Snap back any tough leaves from an artichoke and pull them down, working your way around the layers. Stop when you get to tender, pale yellow leaves. Cut off the tops of the remaining leaves, leaving only about an inch of leaf. Use a potato peeler to trim away the dark green areas along the base. Trim off the base of the stem end, and cut off the rough fibres around the stem, leaving only the light-coloured, tender centre portion. Cut the artichoke in half lengthwise. Carefully cut away the fuzzy choke using a small knife, trying to cut just at the point where choke and heart meet. Baby artichokes do not generally have developed chokes, but they do have a layer or two of tough leaves that must be removed, and the base needs to be trimmed just as with larger artichokes. Keep all trimmed artichokes in acidulated water (water with plenty of fresh lemon juice added) to prevent discolouration until needed.

1.    Shell the broad beans. Steam them for 3 to 5 minutes until they’re nearly soft, but still al dente. If you have time, peel each individual bean. (If you don’t have time, omit this step and leave the beans in their grey-green skins).
2.    Trim the lettuce, remove any tough ribs and blemished leaves, and shred into ribbons.
3.    Heat the olive oil in a large saucepan, and cook the onion on low heat until tender.
4.    Add the prepared artichokes, and cook for 3 minutes, stirring occasionally.
5.    Add the cooked broad beans and uncooked peas, and give the vegetables a stir. Add the shredded lettuce, and sauté for a few seconds until the lettuce wilts slightly.

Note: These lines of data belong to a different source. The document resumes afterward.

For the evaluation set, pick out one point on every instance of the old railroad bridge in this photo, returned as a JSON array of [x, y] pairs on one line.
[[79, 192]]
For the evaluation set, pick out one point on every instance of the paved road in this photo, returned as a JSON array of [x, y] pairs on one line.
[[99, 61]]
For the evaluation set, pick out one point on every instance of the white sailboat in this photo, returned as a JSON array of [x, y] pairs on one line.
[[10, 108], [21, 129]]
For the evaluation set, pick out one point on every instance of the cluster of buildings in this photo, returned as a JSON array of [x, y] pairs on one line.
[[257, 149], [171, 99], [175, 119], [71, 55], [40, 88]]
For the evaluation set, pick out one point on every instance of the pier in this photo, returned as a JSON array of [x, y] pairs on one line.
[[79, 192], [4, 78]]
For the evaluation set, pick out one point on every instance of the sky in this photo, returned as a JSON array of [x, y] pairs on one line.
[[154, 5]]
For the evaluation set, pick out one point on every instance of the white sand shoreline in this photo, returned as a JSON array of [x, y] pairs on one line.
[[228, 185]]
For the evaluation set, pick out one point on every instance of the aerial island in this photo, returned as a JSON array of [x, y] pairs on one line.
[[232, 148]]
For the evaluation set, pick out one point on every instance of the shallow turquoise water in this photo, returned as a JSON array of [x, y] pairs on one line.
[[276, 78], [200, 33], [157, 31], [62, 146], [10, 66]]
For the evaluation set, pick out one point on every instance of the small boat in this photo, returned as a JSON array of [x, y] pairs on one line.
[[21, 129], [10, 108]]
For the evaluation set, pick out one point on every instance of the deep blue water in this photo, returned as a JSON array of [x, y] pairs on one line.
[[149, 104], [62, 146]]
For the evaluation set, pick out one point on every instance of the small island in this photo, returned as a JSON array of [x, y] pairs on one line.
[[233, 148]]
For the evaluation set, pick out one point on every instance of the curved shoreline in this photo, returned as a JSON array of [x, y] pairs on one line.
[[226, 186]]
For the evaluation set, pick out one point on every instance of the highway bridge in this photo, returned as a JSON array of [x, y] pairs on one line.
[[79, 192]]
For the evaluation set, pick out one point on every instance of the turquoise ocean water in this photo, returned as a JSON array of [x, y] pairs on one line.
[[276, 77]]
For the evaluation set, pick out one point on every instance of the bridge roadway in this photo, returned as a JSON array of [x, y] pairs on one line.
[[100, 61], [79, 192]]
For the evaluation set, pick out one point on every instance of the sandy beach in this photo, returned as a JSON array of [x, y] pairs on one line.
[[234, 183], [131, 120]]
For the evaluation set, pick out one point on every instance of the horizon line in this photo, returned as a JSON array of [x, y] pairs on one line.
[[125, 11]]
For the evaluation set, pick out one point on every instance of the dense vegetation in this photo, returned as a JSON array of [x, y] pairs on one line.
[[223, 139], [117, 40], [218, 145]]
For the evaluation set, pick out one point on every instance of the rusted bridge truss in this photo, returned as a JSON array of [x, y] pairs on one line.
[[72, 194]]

6.    Add just enough water to cover the vegetables, and season with salt and pepper. Simmer the stew gently for 10 to 15 minutes until all the vegetables are tender, stirring from time to time. If the stew begins to dry out, add water a little at a time until you have the desired consistency. Adjust the seasoning to taste.
7.    To serve, ladle the stew into individual pasta bowls. Drizzle each portion with a little olive oil, and top with a few slices of shaved pecorino cheese. Hand around extra cheese at the table, along with lemon wedges and good, chunky rustic Italian country bread.